When Money Dies

Submitted by Paul-Martin Foss via The Carl Menger Center,

When Money Dies” is the title of a 1975 book by Adam Fergusson, in which he describes the downfall of the Reichsmark in Weimar Germany. A fascinating look at that period of history, one can glean quite a few useful pieces of advice on how to survive a currency crisis. But “when money dies” could also describe the current currency crisis in Greece, in which many Greeks seem to have taken those lessons from Fergusson’s account of the Weimar hyperinflation to heart.

Even though the Greek currency crisis isn’t a traditional hyperinflationary crisis, many Greeks are trying to get their hands on, and then spend, cash. One of the fears is that bank depositors will be forced to take losses on their accounts, the so-called “haircut”. This happened in Cyprus to some larger depositors, but the fear in Greece is that people with even just a few thousand euros in their accounts might be forced to take losses of 30-50% or more. Just imagine that you have $10,000 in your bank account and overnight the government says, “Sorry, your account balance is now $5,000.” Overnight, the purchasing power of your bank account has been cut in half.
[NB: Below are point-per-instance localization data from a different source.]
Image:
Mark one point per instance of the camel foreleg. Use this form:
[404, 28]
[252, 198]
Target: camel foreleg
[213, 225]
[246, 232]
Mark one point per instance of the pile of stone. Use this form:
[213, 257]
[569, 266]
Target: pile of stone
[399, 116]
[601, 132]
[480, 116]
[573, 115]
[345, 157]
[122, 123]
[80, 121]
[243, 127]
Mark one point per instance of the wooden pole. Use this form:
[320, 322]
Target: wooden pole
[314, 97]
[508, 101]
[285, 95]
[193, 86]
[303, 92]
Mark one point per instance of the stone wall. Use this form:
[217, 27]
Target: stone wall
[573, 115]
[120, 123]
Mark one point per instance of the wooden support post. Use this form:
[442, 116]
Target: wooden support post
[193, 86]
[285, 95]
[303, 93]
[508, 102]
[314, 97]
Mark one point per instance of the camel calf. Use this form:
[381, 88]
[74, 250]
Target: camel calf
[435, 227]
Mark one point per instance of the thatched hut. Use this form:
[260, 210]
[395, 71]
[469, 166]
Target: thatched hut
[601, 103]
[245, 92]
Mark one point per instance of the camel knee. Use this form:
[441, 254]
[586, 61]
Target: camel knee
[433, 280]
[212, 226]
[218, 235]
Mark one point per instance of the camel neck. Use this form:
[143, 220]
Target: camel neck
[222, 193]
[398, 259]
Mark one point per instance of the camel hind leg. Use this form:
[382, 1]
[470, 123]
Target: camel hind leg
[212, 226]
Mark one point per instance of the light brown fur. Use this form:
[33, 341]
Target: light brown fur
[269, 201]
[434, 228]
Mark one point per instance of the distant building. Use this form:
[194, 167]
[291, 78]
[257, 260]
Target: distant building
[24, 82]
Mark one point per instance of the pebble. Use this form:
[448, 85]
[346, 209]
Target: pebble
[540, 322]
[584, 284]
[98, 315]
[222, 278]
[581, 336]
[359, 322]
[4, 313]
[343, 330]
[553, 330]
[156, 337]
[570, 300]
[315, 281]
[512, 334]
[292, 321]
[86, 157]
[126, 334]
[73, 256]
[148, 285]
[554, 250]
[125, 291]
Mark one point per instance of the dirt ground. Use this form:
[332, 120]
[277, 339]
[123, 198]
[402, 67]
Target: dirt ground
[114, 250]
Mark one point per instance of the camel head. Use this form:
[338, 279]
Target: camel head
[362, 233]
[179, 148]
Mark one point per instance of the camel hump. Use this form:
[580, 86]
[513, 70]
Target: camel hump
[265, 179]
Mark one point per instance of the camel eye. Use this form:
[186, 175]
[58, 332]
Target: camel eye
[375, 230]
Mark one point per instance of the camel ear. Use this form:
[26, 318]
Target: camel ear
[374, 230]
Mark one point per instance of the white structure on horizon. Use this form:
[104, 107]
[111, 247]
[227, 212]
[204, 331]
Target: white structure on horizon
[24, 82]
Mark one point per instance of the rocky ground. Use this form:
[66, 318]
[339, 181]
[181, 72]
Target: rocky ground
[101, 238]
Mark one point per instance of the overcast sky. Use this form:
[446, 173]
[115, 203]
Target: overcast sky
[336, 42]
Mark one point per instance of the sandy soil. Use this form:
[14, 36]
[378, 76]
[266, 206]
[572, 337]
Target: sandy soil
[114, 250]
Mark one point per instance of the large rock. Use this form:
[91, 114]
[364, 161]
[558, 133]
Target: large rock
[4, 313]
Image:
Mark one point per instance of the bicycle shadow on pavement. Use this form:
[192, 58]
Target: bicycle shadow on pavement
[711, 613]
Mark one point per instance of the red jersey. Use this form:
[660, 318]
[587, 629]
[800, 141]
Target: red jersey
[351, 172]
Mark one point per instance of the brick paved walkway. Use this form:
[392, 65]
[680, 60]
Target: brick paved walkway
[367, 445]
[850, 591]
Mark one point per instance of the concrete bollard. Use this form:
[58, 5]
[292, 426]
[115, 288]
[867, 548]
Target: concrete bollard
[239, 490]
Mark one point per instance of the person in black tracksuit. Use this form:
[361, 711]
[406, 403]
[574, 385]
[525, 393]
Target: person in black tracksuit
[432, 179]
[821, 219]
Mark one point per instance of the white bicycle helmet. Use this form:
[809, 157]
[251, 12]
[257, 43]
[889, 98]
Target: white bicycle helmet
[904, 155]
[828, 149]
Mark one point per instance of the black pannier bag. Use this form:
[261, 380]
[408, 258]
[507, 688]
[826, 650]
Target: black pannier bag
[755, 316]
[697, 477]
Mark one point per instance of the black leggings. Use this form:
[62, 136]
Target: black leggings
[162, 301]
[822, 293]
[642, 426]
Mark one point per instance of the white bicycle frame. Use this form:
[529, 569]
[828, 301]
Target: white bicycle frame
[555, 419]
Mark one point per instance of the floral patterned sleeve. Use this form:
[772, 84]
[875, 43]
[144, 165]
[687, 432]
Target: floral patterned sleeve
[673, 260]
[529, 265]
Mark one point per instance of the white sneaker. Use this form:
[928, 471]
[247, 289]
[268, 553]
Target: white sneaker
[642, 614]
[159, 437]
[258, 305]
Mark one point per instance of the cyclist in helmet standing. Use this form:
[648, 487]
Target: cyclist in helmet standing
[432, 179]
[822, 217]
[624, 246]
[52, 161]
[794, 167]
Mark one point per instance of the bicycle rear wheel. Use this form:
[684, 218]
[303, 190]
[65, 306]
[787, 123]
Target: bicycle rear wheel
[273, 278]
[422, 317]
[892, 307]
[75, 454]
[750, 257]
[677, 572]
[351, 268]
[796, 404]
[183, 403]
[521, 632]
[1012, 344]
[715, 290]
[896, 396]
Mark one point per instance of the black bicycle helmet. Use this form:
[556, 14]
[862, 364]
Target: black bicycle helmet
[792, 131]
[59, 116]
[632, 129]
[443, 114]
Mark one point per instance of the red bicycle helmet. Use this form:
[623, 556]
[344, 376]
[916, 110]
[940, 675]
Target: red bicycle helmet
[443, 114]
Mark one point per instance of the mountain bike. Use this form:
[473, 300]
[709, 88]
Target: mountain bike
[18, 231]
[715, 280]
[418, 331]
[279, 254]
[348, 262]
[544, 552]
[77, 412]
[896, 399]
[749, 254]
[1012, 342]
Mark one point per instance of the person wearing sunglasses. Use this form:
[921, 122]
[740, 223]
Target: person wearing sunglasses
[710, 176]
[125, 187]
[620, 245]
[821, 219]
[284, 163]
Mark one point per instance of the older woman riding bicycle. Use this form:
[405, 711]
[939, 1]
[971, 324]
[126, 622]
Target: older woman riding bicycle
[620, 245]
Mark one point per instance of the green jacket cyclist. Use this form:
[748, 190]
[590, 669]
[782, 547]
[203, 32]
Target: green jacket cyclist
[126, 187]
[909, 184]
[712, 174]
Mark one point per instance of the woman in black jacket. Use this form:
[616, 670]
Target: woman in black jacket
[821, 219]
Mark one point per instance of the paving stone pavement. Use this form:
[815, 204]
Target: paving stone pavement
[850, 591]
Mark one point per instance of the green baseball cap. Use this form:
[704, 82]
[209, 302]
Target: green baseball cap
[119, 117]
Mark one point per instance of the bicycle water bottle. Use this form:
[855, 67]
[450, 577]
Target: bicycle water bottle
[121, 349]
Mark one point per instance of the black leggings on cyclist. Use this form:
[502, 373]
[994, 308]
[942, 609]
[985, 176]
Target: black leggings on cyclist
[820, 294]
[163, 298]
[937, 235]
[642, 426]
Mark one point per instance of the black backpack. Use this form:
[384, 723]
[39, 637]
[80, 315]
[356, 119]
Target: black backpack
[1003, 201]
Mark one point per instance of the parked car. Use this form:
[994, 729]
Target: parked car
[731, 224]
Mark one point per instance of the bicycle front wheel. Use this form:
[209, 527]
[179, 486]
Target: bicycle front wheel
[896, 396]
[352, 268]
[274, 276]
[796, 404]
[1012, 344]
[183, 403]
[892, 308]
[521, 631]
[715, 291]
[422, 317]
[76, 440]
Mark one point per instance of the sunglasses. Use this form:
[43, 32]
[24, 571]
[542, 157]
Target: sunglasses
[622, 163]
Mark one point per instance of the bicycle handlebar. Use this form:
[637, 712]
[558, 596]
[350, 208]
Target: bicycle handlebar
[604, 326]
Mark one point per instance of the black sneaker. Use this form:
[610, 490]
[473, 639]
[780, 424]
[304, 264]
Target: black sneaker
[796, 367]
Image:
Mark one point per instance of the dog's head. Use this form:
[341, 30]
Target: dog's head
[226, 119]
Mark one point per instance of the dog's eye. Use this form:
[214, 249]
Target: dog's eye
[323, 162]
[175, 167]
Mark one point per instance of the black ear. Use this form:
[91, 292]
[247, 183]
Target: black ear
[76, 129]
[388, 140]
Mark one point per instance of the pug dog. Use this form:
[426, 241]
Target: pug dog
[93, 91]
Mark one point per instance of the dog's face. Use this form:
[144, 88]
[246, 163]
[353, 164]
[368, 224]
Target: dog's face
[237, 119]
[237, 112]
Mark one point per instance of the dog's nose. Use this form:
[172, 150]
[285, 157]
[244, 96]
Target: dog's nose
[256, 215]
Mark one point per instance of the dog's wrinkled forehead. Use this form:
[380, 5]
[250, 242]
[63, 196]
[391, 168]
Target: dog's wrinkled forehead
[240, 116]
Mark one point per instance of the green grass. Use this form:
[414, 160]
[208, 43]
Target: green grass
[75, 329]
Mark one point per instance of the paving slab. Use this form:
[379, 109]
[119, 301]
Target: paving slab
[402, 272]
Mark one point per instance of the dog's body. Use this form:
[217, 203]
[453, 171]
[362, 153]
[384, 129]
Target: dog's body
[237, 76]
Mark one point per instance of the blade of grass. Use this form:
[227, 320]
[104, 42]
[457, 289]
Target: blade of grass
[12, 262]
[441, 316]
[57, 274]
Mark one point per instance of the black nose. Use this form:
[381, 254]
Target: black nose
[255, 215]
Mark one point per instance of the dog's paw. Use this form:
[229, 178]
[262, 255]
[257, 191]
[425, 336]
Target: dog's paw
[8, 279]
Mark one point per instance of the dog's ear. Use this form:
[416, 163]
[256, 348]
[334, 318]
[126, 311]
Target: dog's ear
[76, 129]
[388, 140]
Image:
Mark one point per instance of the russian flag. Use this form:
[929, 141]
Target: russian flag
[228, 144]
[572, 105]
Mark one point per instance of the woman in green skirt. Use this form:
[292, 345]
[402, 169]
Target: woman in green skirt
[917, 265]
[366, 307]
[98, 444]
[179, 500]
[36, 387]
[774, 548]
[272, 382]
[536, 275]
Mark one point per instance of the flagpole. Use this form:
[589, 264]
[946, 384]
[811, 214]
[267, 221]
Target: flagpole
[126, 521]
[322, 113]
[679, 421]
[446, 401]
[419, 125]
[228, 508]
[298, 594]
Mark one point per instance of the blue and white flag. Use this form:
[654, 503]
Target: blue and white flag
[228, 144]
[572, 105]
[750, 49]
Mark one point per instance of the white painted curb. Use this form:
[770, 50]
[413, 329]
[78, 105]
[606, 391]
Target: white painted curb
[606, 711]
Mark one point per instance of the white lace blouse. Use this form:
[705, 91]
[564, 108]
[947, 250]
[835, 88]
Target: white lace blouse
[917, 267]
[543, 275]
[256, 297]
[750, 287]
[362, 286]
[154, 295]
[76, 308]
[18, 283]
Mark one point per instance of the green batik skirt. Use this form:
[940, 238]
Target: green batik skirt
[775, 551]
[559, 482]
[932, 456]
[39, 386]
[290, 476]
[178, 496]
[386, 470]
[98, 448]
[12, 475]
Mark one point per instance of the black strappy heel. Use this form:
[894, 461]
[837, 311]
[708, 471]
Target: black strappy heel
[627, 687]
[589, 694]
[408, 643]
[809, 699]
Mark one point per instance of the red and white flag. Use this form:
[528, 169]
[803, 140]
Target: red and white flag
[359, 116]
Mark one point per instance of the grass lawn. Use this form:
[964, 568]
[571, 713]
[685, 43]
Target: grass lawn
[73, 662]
So even though the government isn’t printing more money (yet!), the fear of a 50% devaluation of the purchasing power of bank accounts is causing Greeks to line up at ATMs to withdraw money. And because there is the additional fear that Greece may exit the euro, with unknown consequences, many people seek to convert their euros into tangible goods. Shoes, handbags, refrigerators, gold, jewelry, anything that can maintain value and be resold or bartered is fair game for those desperate not to lose all of their hard-earned savings.

The important thing to remember here is that capital and goods are wealth, not money. You can print as much money as you want, but if it can’t buy you anything then holding or using large amounts of it cannot make you wealthy.

During currency crises, those who have the most tangible goods are the wealthiest. When you read about the Weimar hyperinflation in Fergusson’s book, who were those who survived and thrived and who were those who suffered the most? Those who suffered were savers and retirees on fixed incomes. Once their money was completely devalued they were forced to start selling and bartering their limited possessions in order to get enough food to eat. Those who prospered were those who had gold, silver, foreign currency, and who had plenty of possessions. The more physical, tangible items you have to barter or sell, the stronger your position will be when money “dies.”

The Greek people understand that, hence the rush to get their hands on cash and to use that cash to stock up on physical goods now. It’s almost like a perverse game of musical chairs. No one wants to be left with huge cash balances or bank account balances at the end of the game, because he with the most money will be the one who stands to lose the most.